Bir diğer önemli faktör ücret faktörüdür. Ücret; emek vermek ve sonrasında emeğinin karşılığını beklemesidir. Ücret düzeyinin tatmin edici oluşu, örgütsel bağlılık açısından olumlu bir davranış olmaktadır. Bunun yanı sıra beklenenden düşük miktarlarda bir ücret ise elbette örgütsel bağlılık açısından olumsuz karşılanmaktadır. İnce ve Gül’e göre (2005, s. 9); düzenli ve dengeli bir ücret sistemi bağlılığın sürekliliği açısından son derece önemlidir. Bir diğer bağlılık değişkeni ise; işin zorluk derecesi yani niteliğidir. Bir iş ne kadar yorucu ve emek yoğun bir iş olursa o kadar bağlılık derecesi düşük olmaktadır. Çalışana bu konuda verilecek olan sorumluluk ve yetkiler onu motive edecek, almış olduğu bu sorumluluk bilinciyle de örgüte olan bağlılığı artırmaktadır (İnce ve Gül, 2005, s. 11).

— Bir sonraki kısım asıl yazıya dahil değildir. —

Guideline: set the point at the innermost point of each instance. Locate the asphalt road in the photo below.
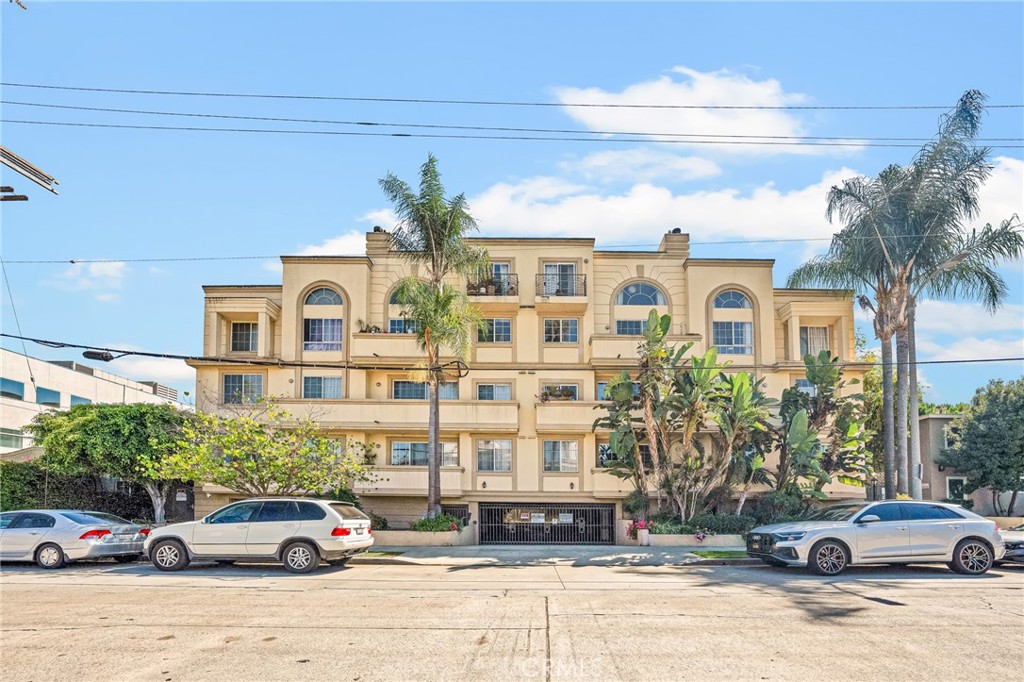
(545, 623)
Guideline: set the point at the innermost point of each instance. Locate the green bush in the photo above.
(438, 523)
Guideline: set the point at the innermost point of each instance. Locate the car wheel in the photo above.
(301, 558)
(49, 556)
(972, 557)
(169, 555)
(827, 558)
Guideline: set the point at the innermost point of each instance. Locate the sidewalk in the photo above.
(536, 555)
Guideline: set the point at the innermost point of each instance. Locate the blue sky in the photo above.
(145, 194)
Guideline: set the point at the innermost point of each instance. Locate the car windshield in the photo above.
(93, 518)
(836, 513)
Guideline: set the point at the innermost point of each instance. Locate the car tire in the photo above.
(49, 556)
(972, 557)
(300, 557)
(169, 555)
(827, 558)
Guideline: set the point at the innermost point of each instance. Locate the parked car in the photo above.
(298, 531)
(889, 531)
(1014, 539)
(51, 538)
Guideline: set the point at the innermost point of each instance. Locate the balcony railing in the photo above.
(561, 285)
(498, 285)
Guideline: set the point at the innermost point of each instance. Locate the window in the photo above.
(47, 396)
(401, 326)
(240, 513)
(494, 456)
(561, 331)
(602, 388)
(561, 391)
(245, 337)
(631, 327)
(321, 334)
(640, 293)
(733, 338)
(11, 388)
(11, 438)
(498, 330)
(929, 513)
(494, 391)
(417, 390)
(410, 454)
(561, 456)
(322, 388)
(954, 487)
(243, 387)
(813, 340)
(323, 296)
(731, 299)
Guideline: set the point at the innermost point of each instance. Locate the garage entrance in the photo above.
(523, 523)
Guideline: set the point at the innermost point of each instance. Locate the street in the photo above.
(562, 622)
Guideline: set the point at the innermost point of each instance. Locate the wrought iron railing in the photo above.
(561, 285)
(497, 285)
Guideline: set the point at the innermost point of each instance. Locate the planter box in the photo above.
(691, 541)
(418, 539)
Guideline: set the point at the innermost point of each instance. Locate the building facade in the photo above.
(30, 386)
(561, 320)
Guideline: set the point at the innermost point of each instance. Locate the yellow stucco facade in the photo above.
(543, 285)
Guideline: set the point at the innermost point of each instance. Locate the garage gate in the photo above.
(518, 523)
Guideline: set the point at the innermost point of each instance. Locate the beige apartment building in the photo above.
(562, 318)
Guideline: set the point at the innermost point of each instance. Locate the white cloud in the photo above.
(640, 165)
(952, 317)
(684, 86)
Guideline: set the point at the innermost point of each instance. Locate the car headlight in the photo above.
(790, 537)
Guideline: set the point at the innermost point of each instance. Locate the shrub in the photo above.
(438, 523)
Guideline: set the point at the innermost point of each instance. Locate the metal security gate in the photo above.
(524, 523)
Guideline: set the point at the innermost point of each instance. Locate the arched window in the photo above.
(324, 296)
(640, 293)
(731, 299)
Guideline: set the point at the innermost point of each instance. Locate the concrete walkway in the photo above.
(532, 555)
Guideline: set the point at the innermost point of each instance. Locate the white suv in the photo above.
(298, 531)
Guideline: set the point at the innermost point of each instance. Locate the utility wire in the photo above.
(352, 366)
(488, 102)
(846, 138)
(534, 138)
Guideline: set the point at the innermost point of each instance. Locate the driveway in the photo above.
(104, 622)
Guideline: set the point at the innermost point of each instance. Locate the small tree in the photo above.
(264, 453)
(988, 440)
(125, 441)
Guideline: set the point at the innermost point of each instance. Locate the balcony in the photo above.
(408, 416)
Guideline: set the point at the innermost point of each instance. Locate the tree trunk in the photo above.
(916, 491)
(433, 453)
(158, 498)
(888, 437)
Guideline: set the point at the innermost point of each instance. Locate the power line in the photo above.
(353, 366)
(231, 117)
(495, 102)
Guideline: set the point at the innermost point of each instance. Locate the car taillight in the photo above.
(94, 535)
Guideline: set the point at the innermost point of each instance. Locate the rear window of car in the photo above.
(348, 511)
(95, 518)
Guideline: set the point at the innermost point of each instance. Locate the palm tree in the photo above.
(431, 230)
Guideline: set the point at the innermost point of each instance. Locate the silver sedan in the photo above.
(53, 537)
(889, 531)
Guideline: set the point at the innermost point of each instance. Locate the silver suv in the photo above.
(297, 531)
(889, 531)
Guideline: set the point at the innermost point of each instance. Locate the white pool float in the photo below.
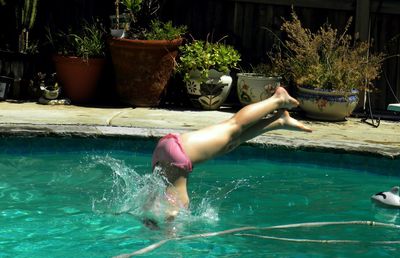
(390, 199)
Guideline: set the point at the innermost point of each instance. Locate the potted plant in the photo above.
(328, 69)
(144, 59)
(257, 85)
(205, 67)
(19, 58)
(79, 60)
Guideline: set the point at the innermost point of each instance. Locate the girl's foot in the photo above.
(286, 101)
(288, 122)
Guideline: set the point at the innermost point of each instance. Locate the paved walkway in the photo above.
(32, 119)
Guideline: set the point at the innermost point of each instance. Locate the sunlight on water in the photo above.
(91, 196)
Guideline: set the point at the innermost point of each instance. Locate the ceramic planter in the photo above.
(209, 95)
(78, 77)
(254, 87)
(142, 69)
(326, 105)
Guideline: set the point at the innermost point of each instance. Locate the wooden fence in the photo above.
(244, 22)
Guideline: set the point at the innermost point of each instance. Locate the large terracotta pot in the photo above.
(142, 69)
(254, 87)
(78, 77)
(326, 105)
(209, 95)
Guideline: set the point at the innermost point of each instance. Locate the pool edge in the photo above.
(263, 141)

Yönetim stili ve liderlik ise; bir işin çalışanlar açısından cazip hale gelmesi için en belirleyici faktör şüphesiz işverenin tavır ve davranışları olmaktadır. Bir işveren örgütte çalışanlara karşı ne kadar adil olursa onların yaptığı işe ne kadar değer verirse ve bununla ilgili çalışmalarda bulunursa o oranda örgüt yöneticisine dolayısıyla örgüte olan bağlılık da artmaktadır. Yani yöneticilik ile örgütsel bağlılık arasında doğrusal bir

bağ vardır (Güçlü, 2006). Diğer değişken olan takım çalışması; çalışanların birbiriyle uyum halinde olması ve işverenlerce yapılan işin değer görmesidir. İşine değer verildiğini hisseden iş görenin çalışma azmi artarak örgütsel bağlılığı olumlu şekilde etkilenmektedir. Güney’e (2011) göre çalışanların bir araya getirilip ekip araştırması yapılması örgütsel bağlılığı artırmaktadır.

Sonuç olarak örgütsel bağlılık, gerek örgüt açısından gerek çalışan açısından gerekse toplum açısından önem arz etmektedir. İşine bağlılık gösterenlerle dolu bir örgüt, faaliyetlerini daha da iyileştirerek sürdürecektir. İşine değer verildiğini hisseden çalışan nasıl daha fazla faydalı olabilirim, diye düşünecektir (Randall, 1987). Çalışmalarıyla ön plana çıkmış bir işyeri ise toplum tarafından itibar görecektir.